Do note that millis() wraps around to 0 at some point (after about 50 days, I think?), which may trigger some odd behaviour, but just make sure to get out of the house once every two months or so and you should be fine.

Doing something with it

Now that we know how many seconds it has been since the last attempt, it’s very easy to do something based on that value. I wrote a very short Python script that will read the value every time it’s output and will do something based on that.

The “something” is that it will set an away variable to True if it detects no motion for more than five minutes, and, if the counter suddenly resets when away is True, it means there’s someone home, so the server should text/email/otherwise notify me.
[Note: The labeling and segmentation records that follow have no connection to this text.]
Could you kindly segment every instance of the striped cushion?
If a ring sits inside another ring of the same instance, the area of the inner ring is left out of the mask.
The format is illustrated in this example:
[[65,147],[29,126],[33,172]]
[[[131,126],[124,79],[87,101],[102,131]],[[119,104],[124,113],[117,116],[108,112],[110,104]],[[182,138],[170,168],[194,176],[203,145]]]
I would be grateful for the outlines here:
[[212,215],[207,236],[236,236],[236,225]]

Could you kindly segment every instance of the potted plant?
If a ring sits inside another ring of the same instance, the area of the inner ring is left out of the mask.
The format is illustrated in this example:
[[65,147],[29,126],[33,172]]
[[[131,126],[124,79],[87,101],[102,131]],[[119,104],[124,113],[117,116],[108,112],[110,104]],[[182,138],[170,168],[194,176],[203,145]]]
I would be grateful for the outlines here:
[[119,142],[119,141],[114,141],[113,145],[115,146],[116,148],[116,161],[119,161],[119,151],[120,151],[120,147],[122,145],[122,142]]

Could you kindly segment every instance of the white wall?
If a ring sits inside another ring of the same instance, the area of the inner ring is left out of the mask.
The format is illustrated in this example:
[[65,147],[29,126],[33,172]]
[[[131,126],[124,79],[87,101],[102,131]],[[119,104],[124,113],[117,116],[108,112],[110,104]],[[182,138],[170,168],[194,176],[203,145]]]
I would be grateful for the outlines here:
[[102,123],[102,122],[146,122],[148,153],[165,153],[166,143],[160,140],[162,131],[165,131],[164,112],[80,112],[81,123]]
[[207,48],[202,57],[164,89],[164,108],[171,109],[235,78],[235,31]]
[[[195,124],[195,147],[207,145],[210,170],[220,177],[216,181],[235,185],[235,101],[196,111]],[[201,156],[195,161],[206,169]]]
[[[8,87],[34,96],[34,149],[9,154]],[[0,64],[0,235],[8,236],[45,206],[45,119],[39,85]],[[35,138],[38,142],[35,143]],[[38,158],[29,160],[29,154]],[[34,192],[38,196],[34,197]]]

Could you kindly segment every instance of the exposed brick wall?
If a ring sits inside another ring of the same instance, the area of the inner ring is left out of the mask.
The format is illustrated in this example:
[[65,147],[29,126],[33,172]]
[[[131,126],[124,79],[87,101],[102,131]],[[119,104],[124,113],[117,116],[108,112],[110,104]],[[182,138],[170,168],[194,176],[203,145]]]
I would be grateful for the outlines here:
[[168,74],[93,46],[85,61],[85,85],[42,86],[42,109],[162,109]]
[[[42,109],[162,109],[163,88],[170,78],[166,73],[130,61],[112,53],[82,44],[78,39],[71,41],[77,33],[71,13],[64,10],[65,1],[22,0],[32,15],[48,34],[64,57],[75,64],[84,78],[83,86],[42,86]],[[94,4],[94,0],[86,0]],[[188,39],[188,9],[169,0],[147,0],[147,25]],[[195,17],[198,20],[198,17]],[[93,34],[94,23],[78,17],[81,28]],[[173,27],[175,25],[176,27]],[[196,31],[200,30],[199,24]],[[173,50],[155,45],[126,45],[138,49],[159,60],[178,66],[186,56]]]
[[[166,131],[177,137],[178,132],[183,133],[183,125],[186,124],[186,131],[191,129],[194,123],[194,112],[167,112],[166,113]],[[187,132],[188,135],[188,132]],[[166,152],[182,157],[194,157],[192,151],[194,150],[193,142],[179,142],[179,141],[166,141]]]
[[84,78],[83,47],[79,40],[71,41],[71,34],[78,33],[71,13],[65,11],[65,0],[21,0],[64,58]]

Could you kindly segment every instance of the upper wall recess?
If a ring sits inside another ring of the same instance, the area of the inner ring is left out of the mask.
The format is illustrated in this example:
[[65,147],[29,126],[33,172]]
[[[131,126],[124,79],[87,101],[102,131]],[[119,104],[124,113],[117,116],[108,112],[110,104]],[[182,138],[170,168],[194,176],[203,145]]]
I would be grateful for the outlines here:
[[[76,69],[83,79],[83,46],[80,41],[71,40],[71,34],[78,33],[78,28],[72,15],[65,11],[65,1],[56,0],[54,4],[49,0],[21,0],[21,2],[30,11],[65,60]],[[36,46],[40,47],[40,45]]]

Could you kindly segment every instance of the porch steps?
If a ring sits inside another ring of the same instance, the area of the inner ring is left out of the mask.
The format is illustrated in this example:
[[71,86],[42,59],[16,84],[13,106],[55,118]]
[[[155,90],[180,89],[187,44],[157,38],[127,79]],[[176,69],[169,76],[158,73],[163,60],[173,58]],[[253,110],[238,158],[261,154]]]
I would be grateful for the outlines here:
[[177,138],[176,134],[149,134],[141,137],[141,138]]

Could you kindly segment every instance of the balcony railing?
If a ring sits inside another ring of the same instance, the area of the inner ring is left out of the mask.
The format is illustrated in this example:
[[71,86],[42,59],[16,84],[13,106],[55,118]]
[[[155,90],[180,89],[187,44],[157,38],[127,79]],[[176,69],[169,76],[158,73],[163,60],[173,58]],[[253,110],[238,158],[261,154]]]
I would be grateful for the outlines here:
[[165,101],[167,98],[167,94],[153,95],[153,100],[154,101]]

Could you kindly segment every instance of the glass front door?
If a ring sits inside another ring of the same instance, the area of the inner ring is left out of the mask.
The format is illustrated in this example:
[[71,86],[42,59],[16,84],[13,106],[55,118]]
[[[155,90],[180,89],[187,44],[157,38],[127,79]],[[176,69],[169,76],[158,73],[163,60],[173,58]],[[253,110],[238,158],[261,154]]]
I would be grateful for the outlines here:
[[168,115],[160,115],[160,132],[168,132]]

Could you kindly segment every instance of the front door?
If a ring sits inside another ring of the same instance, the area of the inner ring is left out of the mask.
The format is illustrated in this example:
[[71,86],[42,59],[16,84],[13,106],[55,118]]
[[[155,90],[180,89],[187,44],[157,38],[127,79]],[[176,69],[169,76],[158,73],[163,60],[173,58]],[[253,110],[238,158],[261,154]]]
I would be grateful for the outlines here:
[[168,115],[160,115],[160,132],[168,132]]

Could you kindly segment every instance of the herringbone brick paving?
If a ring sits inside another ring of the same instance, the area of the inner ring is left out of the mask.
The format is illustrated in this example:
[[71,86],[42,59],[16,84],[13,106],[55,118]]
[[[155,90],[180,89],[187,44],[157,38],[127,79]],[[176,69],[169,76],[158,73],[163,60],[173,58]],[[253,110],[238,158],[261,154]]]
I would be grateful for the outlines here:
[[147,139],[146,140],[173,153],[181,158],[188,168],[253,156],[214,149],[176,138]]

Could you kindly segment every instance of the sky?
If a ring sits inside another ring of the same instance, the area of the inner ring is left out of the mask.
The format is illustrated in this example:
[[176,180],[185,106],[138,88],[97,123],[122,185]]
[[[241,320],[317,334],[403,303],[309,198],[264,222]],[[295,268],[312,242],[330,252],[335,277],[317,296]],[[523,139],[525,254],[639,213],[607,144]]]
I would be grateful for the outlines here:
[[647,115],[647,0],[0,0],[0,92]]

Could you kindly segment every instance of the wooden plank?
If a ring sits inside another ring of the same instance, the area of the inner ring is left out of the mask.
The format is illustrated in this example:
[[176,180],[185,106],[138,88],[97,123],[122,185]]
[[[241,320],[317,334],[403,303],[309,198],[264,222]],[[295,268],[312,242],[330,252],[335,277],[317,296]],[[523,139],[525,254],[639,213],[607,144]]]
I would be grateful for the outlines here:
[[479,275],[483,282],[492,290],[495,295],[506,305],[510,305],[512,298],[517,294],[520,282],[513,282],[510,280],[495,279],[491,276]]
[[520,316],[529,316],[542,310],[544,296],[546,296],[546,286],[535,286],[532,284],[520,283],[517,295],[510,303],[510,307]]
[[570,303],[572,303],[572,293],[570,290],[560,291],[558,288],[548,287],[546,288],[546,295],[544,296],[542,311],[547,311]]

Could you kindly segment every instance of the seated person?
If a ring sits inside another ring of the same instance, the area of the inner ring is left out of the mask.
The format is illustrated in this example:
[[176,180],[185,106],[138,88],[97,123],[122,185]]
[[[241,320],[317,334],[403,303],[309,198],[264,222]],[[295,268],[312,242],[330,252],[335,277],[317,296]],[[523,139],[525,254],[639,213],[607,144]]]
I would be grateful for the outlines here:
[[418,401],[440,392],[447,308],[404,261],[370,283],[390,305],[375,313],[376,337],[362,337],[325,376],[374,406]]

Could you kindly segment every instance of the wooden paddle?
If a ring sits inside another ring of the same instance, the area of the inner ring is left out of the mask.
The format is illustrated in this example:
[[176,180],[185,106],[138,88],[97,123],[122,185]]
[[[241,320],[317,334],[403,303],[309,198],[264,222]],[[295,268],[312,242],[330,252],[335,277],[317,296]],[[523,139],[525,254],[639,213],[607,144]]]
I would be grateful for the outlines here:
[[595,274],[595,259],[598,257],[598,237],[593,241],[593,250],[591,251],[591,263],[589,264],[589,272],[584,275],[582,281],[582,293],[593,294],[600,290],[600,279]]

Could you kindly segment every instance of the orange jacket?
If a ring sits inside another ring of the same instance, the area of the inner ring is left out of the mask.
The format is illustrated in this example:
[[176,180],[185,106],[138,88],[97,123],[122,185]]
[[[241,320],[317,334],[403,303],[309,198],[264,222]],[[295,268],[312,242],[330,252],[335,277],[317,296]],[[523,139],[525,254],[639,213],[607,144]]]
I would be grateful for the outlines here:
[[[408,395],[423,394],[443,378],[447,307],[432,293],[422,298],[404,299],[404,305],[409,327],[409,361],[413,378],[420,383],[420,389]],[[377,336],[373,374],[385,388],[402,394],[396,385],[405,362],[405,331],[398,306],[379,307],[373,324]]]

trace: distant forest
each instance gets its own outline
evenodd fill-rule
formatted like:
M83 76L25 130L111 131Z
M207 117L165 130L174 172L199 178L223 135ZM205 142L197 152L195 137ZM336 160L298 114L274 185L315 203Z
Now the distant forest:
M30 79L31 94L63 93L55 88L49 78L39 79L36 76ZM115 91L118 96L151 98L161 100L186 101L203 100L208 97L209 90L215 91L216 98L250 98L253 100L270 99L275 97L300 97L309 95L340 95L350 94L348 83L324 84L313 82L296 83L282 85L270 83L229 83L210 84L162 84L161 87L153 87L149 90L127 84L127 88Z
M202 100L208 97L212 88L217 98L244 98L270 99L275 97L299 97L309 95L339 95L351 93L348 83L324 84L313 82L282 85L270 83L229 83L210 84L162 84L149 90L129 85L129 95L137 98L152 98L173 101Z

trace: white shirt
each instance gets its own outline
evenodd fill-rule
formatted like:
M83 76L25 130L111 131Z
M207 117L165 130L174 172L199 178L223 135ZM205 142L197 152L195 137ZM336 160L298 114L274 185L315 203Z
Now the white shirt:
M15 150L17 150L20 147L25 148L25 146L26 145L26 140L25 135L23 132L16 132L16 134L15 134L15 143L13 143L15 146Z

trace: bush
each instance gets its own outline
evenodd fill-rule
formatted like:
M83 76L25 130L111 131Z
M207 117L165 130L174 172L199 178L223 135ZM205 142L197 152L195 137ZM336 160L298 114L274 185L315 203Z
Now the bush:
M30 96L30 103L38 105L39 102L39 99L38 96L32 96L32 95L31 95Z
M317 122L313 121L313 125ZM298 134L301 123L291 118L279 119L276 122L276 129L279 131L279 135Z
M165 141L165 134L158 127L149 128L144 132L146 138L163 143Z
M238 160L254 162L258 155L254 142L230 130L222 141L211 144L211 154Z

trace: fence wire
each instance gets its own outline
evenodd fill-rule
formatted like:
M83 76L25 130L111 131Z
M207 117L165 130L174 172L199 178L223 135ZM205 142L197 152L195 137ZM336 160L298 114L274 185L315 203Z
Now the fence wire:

Here’s the code (it requires pyserial):

import serial

away = False

# Open the connection.
com = serial.Serial("/dev/ttyACM0", 9600)
while True:
    # Read a line, convert it to a number and store it.
    last_motion = int(com.readline())
    if away is False and last_motion > 10 * 60:
        # If there's no motion for more than 5 min,
        # we're not here any more.
        away = True
    elif away is True and last_motion < 10:
        # We are (were?) away, yet there's motion.
        # Someone's here!
        away = False
        send_message("Someone's home!")

The send_message function is just what notifies me, and it’s rather outside the scope of this post. You can use the Twilio Python library, or send an email, or a push notification, or hook it up to a wet blanket so it can send smoke signals, whatever is your preference.

I’d write some more stuff here, but this is a pretty simple setup, so I ran out of things to write. I could tell you about how I hooked this up to the house lights so it can turn them on and off when I’m in or out, but that will probably be the subject of another post.